The Intravoxel Incoherent Motion (IVIM) perfusion signal is assumed to arise from motion ofthe blood inside the capillaries, but an ultimate experimental validation of this assumption is still lacking. In addition, the exact relationships between the IVIM perfusion parameters, the micro-vascular networkstructure, and the blood flow, are not clearly established. The purpose of this study was to simulate the IVIM MR signal from a realistic vascular network graph and derive an expected pseudo-diffusion coefficient D*.

Materials and Methods

Three different networks were generated from a 3-dimensional binary segmentation obtained from a 1 µm3 tissue cubes of parietal cortex of a mouse scanned by two-photon laser microscopy (Figure 1). The vessels of those networks were classified depending on their diameter into: pial arterioles/venules, descending arterioles, capillary, or ascending venules. Blood flow in the microvascular network was simulated by assigning realistic pressure boundary conditions at all in- and outflows and using Poiseuille’s law to compute flow rate in each vessel (1). The trajectories of a fixed number of particles along the network architecture with its characteristics flow speed and pressure gradient were then computed for a defined time interval. All trajectories were then used to calculate the phase acquired by each blood component during Stejskal-Tanner monopolar pulse gradient scheme (b-values: 0-1000 s/mm2, Δ=42ms, δ=16ms) by taking the scalar product of the simulated track with the gradient. The resulting MR signal as a function of the b-value was finally obtained by integrating all phases and D* was obtained by fitting an exponential signal decay. Finally, to understand how the IVIM signal is composed, the above was repeated by restricting the simulation to the various types of vessels, and by increasing stepwise the diameter of the vessels from 0 to 10%.

Results

Network Characteristics (Figure 2): Mean capillary segment lengths of the extracted capillary graphs (NW1: 53.68±39.28µm, NW2: 58.1±39.7µm, NW3: 61.5±42.7µm) as well as the distribution of the diameters (mean NW1: 4.3±2.3µm, NW2: 4.9±1.8µm, NW3: 5.2±2.2µm) differed for the three networks. Most capillary branches in all three networks were connected to 4branches, with a maximum of 7 connections (NW1&3: 3.8±0.6, NW2: 3.9±0.6). Mean simulated flow was 1.8± 4.2µm/ms in network 1, 7.0±5.3µm/ms in network 2 (7.0±5.3µm/ms) and 5.3±4.9µm/ms in network 3.

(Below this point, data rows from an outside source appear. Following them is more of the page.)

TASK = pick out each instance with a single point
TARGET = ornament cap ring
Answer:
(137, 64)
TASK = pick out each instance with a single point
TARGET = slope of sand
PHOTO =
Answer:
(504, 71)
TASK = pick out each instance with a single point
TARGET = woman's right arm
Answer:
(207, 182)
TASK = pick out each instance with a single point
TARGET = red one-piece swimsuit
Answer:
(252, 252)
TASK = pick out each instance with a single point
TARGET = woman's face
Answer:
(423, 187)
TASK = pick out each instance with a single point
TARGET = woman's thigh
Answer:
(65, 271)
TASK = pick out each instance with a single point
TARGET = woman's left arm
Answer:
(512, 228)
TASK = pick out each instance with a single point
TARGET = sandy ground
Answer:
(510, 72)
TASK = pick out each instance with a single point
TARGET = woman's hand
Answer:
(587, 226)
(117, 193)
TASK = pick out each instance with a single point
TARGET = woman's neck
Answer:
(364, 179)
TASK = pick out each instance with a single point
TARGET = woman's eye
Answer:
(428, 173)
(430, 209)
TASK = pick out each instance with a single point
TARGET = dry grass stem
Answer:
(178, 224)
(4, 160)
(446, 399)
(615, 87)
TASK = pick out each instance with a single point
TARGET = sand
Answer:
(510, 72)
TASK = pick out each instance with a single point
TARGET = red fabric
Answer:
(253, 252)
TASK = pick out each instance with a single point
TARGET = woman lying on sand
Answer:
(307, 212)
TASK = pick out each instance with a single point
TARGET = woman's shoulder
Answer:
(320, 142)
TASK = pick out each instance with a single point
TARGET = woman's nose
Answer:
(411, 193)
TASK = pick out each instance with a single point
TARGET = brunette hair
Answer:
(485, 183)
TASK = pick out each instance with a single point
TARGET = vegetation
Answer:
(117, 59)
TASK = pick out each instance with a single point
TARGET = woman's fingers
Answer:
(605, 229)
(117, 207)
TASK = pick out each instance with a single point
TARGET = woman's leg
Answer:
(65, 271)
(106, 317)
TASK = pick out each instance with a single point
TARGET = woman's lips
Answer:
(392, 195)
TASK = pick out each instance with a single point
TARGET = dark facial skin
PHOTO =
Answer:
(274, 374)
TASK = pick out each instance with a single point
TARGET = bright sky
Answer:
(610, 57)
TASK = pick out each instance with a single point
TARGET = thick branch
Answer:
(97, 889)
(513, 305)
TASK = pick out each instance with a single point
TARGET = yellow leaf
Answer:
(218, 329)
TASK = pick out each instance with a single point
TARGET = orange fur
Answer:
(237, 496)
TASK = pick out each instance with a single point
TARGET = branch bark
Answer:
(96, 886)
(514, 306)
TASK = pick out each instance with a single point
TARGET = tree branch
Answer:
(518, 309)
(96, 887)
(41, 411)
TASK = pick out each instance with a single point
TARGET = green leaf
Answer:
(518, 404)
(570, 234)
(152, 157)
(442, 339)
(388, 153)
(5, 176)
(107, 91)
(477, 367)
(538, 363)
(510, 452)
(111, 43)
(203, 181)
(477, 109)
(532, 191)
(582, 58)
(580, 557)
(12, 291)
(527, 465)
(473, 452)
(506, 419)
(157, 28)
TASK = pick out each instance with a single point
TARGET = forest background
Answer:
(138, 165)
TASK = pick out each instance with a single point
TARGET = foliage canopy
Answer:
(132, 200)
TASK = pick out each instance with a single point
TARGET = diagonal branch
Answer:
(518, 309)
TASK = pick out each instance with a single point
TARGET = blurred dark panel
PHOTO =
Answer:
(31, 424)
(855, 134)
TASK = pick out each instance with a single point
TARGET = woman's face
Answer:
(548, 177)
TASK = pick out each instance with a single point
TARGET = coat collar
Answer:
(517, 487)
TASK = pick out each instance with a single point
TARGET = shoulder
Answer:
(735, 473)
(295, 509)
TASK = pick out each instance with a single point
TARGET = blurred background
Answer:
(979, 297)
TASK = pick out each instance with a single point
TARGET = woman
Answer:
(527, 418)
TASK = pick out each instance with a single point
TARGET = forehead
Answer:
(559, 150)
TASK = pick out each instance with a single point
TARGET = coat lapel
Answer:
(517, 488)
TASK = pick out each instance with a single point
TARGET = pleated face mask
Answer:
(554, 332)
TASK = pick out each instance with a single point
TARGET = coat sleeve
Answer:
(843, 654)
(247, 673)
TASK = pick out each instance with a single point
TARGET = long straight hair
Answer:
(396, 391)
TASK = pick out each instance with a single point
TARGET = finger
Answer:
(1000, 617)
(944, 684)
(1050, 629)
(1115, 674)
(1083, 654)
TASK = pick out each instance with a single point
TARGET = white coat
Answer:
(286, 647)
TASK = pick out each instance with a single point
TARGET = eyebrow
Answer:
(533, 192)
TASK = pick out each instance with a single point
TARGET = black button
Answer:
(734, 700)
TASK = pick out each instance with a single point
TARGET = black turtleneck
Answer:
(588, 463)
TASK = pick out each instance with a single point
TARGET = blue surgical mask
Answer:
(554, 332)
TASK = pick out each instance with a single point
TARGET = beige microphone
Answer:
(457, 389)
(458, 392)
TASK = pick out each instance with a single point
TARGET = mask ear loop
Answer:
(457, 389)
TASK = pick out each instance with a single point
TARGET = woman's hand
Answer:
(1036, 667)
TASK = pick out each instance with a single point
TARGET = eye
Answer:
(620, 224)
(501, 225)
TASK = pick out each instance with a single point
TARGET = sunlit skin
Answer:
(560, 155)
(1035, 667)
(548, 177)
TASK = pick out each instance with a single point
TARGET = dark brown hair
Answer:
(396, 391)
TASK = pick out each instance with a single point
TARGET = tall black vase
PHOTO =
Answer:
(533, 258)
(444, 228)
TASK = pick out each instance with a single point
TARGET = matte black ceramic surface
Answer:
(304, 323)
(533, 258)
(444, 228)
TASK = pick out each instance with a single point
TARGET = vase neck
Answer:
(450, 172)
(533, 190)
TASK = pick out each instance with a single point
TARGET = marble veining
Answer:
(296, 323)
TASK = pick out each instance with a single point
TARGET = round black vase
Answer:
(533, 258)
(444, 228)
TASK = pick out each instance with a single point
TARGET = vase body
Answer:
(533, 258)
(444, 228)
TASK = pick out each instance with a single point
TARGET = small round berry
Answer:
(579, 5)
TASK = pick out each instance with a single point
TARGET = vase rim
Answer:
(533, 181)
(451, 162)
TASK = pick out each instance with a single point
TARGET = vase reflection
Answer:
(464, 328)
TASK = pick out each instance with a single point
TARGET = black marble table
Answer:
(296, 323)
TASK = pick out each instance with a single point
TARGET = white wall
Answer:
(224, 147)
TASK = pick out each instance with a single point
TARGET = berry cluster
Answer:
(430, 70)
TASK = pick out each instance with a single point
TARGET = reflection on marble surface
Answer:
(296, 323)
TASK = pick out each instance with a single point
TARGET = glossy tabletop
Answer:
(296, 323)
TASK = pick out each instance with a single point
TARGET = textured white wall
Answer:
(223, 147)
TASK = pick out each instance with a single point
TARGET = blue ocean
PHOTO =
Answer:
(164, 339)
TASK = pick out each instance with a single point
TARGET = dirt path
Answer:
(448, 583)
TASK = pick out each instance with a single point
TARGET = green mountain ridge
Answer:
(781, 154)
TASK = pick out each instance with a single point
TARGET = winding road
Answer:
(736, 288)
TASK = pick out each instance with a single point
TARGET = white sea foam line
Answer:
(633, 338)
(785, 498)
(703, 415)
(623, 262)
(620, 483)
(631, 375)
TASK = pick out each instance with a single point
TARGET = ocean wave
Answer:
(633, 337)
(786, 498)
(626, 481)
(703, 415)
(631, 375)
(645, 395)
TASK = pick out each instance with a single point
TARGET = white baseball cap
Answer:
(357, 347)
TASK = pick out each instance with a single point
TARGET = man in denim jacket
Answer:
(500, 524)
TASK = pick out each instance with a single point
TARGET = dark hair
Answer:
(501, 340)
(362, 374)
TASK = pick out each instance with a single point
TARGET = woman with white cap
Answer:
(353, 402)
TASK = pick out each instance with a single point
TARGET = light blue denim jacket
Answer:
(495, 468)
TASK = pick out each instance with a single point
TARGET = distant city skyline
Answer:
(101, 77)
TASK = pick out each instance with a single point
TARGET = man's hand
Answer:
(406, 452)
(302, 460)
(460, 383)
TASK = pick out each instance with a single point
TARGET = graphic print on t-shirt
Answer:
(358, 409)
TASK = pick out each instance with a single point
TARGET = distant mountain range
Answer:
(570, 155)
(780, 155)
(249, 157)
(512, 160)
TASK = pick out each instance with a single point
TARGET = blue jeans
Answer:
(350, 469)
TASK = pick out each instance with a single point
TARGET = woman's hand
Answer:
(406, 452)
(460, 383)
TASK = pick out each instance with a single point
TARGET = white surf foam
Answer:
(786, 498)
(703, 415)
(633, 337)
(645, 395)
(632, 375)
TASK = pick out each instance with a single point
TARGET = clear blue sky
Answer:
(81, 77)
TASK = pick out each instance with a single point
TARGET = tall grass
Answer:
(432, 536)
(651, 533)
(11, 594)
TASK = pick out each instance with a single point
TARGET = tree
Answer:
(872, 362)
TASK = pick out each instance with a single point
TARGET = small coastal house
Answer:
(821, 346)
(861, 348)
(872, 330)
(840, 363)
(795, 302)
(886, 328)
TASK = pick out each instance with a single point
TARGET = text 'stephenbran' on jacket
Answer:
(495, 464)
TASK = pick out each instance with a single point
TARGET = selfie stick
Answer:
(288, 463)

Simulation of the IVIM MR signal (Figure 3): The signal decay as a function of b-value was stronger than mono-exponential for all three capillary networks. Exponential fitting resulted in the following D*: 25.3x10-3mm2/s (NW1), 75.2x10-3mm2/s (NW2) and 44.1x10-3mm2/s (NW3).

Decomposition of the network (Figure 4): The signal decay was strongly dependent on the type of vessels considered. A fast signal decay for low b-values was seen in the capillary network (NW2: D*=53.2x10-3mm2/s), a moderate decay for the descending arterioles and ascending venules (NW2: D*=37.6x10-3mm2/s) and a slower signal decay for the pial vessels (NW2: D*=2.8x10-3mm2/s). A similar trend was observed in the two other networks as well.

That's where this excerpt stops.